Song by Leslie Odom Jr., Lin-Manuel Miranda, Jasmine Cephas Jones, Sydney James Harcourt, and the cast of Hamilton

from the album Hamilton
- Released: 2015
- Genre: R&B; soul; show tune;
- Length: 4:03
- Songwriter: Lin-Manuel Miranda

Audio
- "Say No to This" on YouTube

= Say No to This =

Song in the musical "Hamilton"

"Say No to This" is the fourth song from Act 2 of the musical Hamilton, based on the life of Alexander Hamilton, which premiered on Broadway in 2015. Lin-Manuel Miranda wrote both the music and lyrics to the song. In this song, "Hamilton's eye begins wandering", as he has an affair with Maria Reynolds.

==Background==
According to Slate, the song "began with a quote from LL Cool J's "I Need Love"", but due to clearance issues from Atlantic Records, "the line was removed before the show's transition to Broadway".

==Synopsis==
The song outlines Alexander Hamilton's one-year adulterous affair with Maria Reynolds. Hamilton remains in New York City working on passing his plan for the creation of a national bank, his wife leaving to go on vacation upstate without him. While separated from his family, Hamilton is approached by Mrs. Reynolds, who claims her husband has abandoned her and asks Hamilton for financial aid before seducing him. Their adultery continues throughout the summer until Hamilton is contacted via letter by James Reynolds, who uses blackmail to coerce Hamilton to give him money for remaining silent about the affair. The affair and related blackmail later led to the first major political sex scandal in US history. The song is sung by Alexander Hamilton, Maria Reynolds, James Reynolds, and the show's company.

==Analysis==
Vibe described the song as "a '90s slow jam, Usher-style". Screen Fellows deemed it "the best 90s slow jam R. Kelly never wrote". Musical director Alex Lacamoire noted that he used the cello to represent the character of Maria, and implements it in a "really snaky and sinister" fashion in this song.

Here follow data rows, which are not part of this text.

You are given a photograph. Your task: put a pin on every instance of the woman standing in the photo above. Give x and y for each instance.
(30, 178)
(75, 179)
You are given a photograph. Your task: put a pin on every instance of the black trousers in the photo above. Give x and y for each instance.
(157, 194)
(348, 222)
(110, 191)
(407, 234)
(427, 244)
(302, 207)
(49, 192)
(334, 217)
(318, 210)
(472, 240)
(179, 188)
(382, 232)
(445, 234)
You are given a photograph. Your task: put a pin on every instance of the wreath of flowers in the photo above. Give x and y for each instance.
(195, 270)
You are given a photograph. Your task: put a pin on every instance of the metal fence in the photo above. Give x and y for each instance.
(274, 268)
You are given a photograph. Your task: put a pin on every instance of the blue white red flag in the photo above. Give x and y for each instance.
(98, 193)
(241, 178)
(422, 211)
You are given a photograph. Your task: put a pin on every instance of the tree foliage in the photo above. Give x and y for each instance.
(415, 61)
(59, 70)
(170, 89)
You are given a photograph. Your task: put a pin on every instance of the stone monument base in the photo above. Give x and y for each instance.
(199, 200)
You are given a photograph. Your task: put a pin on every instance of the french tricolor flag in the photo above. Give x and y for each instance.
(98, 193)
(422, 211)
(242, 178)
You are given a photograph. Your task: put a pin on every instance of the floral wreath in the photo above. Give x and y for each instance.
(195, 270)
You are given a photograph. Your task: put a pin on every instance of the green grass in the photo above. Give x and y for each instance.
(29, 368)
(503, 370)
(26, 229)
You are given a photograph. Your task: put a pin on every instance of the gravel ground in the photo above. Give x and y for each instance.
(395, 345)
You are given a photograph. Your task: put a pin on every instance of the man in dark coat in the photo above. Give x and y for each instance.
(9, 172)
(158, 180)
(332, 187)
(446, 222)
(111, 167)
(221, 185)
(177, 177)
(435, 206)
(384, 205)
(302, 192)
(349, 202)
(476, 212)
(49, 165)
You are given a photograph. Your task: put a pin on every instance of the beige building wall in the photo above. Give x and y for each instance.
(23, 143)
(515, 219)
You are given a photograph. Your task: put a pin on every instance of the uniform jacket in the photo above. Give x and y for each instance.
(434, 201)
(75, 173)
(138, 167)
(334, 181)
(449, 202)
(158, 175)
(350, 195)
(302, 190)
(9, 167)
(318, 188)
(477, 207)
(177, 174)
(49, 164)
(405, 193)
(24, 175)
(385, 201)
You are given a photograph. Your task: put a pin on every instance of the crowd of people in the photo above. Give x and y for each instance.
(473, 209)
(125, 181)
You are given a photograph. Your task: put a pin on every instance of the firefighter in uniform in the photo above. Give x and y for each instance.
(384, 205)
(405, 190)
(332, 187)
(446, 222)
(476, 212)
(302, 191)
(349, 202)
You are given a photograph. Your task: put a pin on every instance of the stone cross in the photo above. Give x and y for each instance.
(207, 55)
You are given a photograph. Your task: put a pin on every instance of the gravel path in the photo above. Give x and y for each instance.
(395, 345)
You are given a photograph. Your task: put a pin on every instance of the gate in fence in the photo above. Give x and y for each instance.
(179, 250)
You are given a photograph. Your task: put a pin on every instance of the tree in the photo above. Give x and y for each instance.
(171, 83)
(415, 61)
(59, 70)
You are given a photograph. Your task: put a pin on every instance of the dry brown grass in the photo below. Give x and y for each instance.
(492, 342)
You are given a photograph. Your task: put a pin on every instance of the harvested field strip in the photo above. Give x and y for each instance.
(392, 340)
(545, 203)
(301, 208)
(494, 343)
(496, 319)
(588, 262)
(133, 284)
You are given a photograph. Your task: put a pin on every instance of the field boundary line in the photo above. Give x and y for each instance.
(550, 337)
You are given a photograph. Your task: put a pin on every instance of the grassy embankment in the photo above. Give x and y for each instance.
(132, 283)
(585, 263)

The song includes a quotation from "Nobody Needs to Know", a song from the musical The Last Five Years which Miranda describes as "the ultimate infidelity jam."

==Critical reception==
The Huffington Post wrote that the song includes "classic dude logic: I was crazy tired, so I had to cheat on my wife". Jezebel said that Maria Reynolds has "chilling, low vibrations" in this song. Monique Ocampo of Patheos praised the musical for not making Hamilton "Mister Perfect", noting that this song illustrates his "short-sightedness." Adam Gopnik of The New Yorker called the song "beautiful".

==Mixtape version==

A revised version of the song was released on The Hamilton Mixtape in 2016. It was performed by Jill Scott, and tells the story of the Hamilton-Reynolds sex scandal from the perspective of Maria Reynolds, unlike in the original cast recording where Alexander Hamilton recounts the story. It incorporates the same backing vocals and music as the song from the musical.

== Certifications ==

| Region | Certification | Certified units/sales |
| United Kingdom (BPI) | Silver | 200,000^{‡} |
| United States (RIAA) | Platinum | 1,000,000^{‡} |
^{‡} Sales+streaming figures based on certification alone.